Liebe Rennsemmel,
in die herkömmliche gelbe Tonne bzw. den Gelben Sack gehören ausschliesslich Verkaufsverpackungen (oder Teile von Verkaufsverpackungen) aus Kunststoff, Metall, Styropor und Verbundstoffen (beispielsweise Kaffeeverpackungen -Aluminium verbunden mit Kunststofffolie oder Tetrapaks.
Aussnahme sind Verpackungen aus Papier und Glas, die werden ja über eigene Container gesammelt.
Stoffgleiche Abfälle wie Haushaltswaren, Spielzeug etc. aus Kunststoff gehören je nach Größe in die Restmülltonne oder zum Sperrmüll.
Allgemein wird gesagt, wenn es in die Restmülltonne passt, ist es auch dort zu entsorgen (also die stoffgleichen Abfälle)hier gilt allerdings nicht die Restmülltonne vor deiner Haustür, sondern das kleinste angebotene Gefäss deiner Stadt. Immerhin gibt es da ja Unterschiede von 60 Liter bis 1100 Liter.
In Leipzig oder Berlin gibt es die sogenannte "GELBE Tonne plus" hier dürfen auch andere Kunststoffe, Elektrokleingeräte u.ä entsorgt werden. Ob eine solche Gelbe Tonne Plus angeboten wird, entscheidet die Gebietskörperschaft.
In Mamburg gibt es mittlerweile ein Modellprojekt in einem Stadtteil wo diese Tonne getestet wird.
Im übrigen gibt es nicht mehr nur den Grünen Punkt sondern noch 9 andere Lizenzgeber in Deutschland. Bislang hatte jeder ein eigenes Zeichen.
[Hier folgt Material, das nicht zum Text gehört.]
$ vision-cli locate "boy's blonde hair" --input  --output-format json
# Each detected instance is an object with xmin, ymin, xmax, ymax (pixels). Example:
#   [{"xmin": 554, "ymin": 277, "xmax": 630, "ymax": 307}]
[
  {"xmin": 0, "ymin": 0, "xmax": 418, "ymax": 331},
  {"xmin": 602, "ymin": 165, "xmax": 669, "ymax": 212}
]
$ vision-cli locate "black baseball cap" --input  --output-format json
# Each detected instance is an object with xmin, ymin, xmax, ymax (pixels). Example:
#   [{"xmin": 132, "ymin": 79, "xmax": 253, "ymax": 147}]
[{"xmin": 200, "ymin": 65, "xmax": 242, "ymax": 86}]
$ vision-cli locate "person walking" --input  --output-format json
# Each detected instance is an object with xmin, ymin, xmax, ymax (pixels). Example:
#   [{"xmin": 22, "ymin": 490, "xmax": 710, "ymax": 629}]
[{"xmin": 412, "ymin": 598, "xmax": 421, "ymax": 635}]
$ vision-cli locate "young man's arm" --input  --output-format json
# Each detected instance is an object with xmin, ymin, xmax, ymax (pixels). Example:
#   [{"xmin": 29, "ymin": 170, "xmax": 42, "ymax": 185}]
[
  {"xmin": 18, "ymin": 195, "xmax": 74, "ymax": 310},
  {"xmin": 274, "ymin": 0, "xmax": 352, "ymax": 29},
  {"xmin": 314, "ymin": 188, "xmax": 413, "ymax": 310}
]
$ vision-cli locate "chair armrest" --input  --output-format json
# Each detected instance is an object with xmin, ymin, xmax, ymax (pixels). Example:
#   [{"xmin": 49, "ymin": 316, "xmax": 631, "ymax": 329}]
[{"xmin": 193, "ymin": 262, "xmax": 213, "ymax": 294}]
DIe Kennzeichnungspflicht ist seit diesem jahr weggefallen, weil jeder hersteller und Vertreiber von Produktverpackungen dazu verpfllichtet ist, sich einem Lizenzsystem anzuschliessen und das auch nachweispflichtig ist.
Zugegeben war die Kommunikation vom Grünen Punkt schon immer schlecht und aufeinmal war die Gelbe Tonne die "Tonne für Plastik" das hat sich nicht nur in den Sprachgebrauch eingebrannt sondern auch die Gewohnheiten der Haushalte beeinflusst.
Im übrigen zahlt man schön doppelt, wenn eine Verpackung im Restmüll landet. Beispielsweisse zahlt man für ein 1 -1,5 Liter Tetrapak bereits beim Kauf 5-8 cent für die Enstorgung über den gelben Sack. Je nach Müllgebühren zahlt man das gleiche dann nochmal oder sogar mehr, wenn die Packung dann im Restmüll landet.
Styropor im übrigen nur in den gelben Sack, wenn es sich um welches aus einem Fernseh, Elektro etc. Karton handelt. Das ist Bestandteil der Verpackung, Styropor aus dem Baubereich, wie beispielsweise Deckenplatten sind Bauabfälle oder im besten Fall Renovierungsabfälle für den Restmüll.
Und so eine Antwort bekommt dann auch noch ein DH.
Tja, DR gibt es ja leider nicht mehr.